On appeal, Appellants principally argue that the Manual’s “reason to believe” standard that was applied to deny Pietersen’s visa applications contravenes the INA. They no longer dispute that their challenges to Pietersen’s prior visa denials are unreviewable under the consular nonreviewability doctrine; instead, they focus their appeal on “the improper future application of [the Manual’s] erroneous guidance.” Br. for Appellants 18.

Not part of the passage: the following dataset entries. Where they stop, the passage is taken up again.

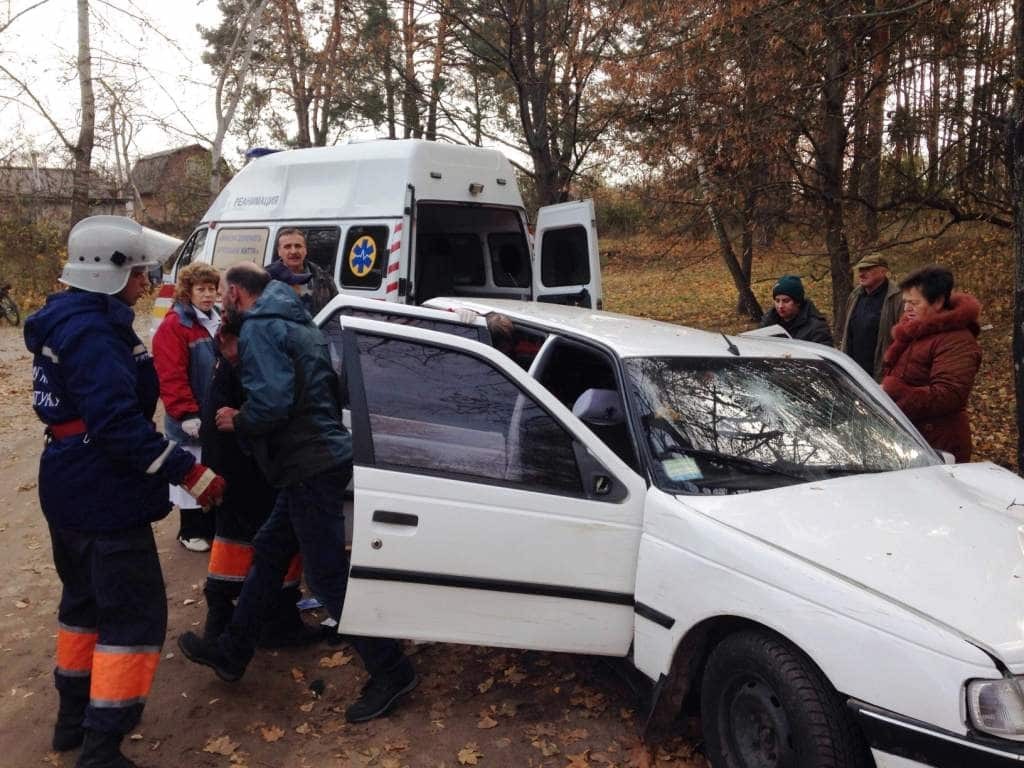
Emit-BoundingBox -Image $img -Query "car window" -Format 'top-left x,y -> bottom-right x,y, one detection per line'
212,226 -> 270,271
341,225 -> 388,291
625,357 -> 934,494
358,334 -> 584,497
534,339 -> 640,472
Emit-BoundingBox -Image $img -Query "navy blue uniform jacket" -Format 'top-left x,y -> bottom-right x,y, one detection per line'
25,291 -> 196,531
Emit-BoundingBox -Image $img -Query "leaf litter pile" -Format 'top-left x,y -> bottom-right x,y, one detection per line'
178,644 -> 708,768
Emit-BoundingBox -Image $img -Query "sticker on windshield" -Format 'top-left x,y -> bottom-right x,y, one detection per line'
348,234 -> 377,278
662,456 -> 703,482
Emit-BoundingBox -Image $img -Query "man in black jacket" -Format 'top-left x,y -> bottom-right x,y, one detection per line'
761,274 -> 834,346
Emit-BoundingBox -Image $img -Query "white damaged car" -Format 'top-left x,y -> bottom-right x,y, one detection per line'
317,297 -> 1024,768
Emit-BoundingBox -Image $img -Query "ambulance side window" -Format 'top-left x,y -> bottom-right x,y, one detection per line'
339,226 -> 388,291
174,227 -> 208,275
303,226 -> 341,278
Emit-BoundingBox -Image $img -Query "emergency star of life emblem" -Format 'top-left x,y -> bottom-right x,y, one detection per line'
348,236 -> 377,278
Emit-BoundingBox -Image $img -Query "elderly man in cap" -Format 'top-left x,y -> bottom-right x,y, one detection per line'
761,274 -> 833,346
839,253 -> 903,381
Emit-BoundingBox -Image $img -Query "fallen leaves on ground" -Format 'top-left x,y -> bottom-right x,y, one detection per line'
319,650 -> 352,670
203,733 -> 239,757
505,665 -> 526,685
259,725 -> 285,743
459,741 -> 483,765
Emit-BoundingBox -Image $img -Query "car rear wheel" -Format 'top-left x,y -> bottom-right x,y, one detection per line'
700,631 -> 873,768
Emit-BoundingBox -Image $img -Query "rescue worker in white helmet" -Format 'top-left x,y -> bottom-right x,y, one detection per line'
25,216 -> 224,768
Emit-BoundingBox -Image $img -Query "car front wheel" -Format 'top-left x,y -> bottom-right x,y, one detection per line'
700,631 -> 874,768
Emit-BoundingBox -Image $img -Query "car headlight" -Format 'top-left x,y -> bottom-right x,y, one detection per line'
967,677 -> 1024,741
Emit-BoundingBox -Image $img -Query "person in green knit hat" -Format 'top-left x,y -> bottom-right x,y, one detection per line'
761,274 -> 835,346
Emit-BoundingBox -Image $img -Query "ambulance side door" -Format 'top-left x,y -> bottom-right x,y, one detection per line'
534,200 -> 603,309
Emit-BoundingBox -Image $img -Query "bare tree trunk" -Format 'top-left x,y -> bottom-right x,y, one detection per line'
401,0 -> 423,138
1007,0 -> 1024,472
426,0 -> 449,141
208,0 -> 269,203
815,10 -> 853,318
860,24 -> 890,243
70,0 -> 96,226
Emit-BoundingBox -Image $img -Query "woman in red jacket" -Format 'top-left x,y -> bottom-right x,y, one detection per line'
882,266 -> 981,462
153,264 -> 220,552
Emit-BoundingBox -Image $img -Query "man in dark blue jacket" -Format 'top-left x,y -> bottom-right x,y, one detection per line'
178,262 -> 417,722
25,216 -> 224,768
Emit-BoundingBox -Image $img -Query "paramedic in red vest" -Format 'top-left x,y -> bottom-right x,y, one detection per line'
25,216 -> 224,768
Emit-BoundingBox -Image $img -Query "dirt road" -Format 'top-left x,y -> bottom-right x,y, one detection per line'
0,326 -> 705,768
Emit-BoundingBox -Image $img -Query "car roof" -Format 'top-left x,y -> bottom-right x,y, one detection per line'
427,297 -> 820,359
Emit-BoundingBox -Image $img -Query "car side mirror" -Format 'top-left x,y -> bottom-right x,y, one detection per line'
572,389 -> 626,427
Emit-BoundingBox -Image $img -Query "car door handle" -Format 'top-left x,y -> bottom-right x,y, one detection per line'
373,509 -> 420,528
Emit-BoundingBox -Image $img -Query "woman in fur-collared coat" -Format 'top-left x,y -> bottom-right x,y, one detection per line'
882,266 -> 981,462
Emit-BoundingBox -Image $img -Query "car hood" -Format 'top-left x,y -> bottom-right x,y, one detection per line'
680,463 -> 1024,667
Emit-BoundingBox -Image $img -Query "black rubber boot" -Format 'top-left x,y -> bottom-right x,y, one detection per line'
178,632 -> 248,683
52,692 -> 89,752
203,588 -> 234,642
257,587 -> 324,648
75,729 -> 139,768
345,656 -> 420,723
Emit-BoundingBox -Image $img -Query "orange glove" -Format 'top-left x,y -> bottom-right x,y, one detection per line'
181,462 -> 227,509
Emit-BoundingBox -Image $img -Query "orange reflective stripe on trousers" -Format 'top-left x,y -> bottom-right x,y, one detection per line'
207,536 -> 253,582
89,645 -> 160,707
57,624 -> 96,677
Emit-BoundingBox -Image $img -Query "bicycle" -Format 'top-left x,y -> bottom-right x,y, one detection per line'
0,283 -> 22,326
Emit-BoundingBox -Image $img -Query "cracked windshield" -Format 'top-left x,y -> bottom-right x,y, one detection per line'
626,357 -> 935,494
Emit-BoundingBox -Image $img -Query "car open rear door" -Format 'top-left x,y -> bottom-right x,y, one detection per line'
534,200 -> 602,309
341,317 -> 646,654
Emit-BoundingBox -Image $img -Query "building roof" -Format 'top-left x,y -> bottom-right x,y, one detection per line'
131,144 -> 210,195
0,166 -> 124,202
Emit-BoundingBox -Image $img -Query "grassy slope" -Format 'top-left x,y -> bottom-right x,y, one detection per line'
601,226 -> 1016,468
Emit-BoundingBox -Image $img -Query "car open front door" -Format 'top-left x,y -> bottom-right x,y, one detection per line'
341,318 -> 646,655
534,200 -> 602,309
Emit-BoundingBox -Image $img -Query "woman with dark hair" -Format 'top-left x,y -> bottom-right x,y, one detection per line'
882,265 -> 981,462
153,263 -> 220,552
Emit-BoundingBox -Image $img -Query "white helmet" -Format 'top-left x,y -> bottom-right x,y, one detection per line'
60,216 -> 181,296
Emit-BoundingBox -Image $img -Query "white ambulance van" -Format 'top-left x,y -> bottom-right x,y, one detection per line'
157,139 -> 601,313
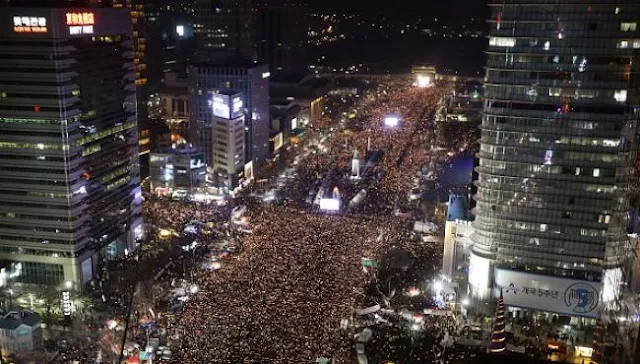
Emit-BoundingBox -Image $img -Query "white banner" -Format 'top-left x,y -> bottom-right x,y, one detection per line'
495,268 -> 602,317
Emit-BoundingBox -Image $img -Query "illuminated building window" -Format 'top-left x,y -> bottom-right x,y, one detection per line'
613,90 -> 627,102
620,22 -> 638,32
489,37 -> 516,48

For the reasons explained below, we reverse and remand the case for further proceedings. First, we reverse the District Court’s holding that the doctrine of consular nonreviewability bars Appellants’ Administrative Procedure Act (“APA”) claim for prospective relief. When plaintiffs launch forward-looking challenges to the lawfulness of regulations or policy governing consular decisions, courts may review them “to assure that the executive departments abide by the legislatively mandated procedures.” Int’l Union of Bricklayers & Allied Craftsmen v. Meese, 761 F.2d 798, 801 (D.C. Cir. 1985). Second, we have real doubts regarding the viability of the State Department’s “reason to believe” standard, and especially the Department’s reliance on 8 U.S.C. § 1201(g) to support the application of the standard in a case of this sort. Given the unsatisfactory briefing of this issue by both parties, we vacate the District Court’s alternative holding based on section 1201(g) and remand for further proceedings to determine whether the INA authorizes the challenged FAM guidance. 5 I. BACKGROUND

A. Legal Background

“The Immigration and Nationality Act sets forth conditions for foreign nationals to receive visas allowing entry into the United States.” ITServe All., Inc. v. U.S. Dep’t of Homeland Sec., 71 F.4th 1028, 1031 (D.C. Cir. 2023) (citation omitted). Importantly, the political branches control visa decisions. Muñoz, 144 S. Ct. at 1818. Specifically, Congress establishes “the terms for entry [to the United States], and the Department of State implements those requirements at United States Embassies and consulates in foreign countries.” Id. As relevant here, “Congress has streamlined the visa process for noncitizens with immediate relatives in the United States.” Id. This process consists of the citizen-relative filing a petition with U.S.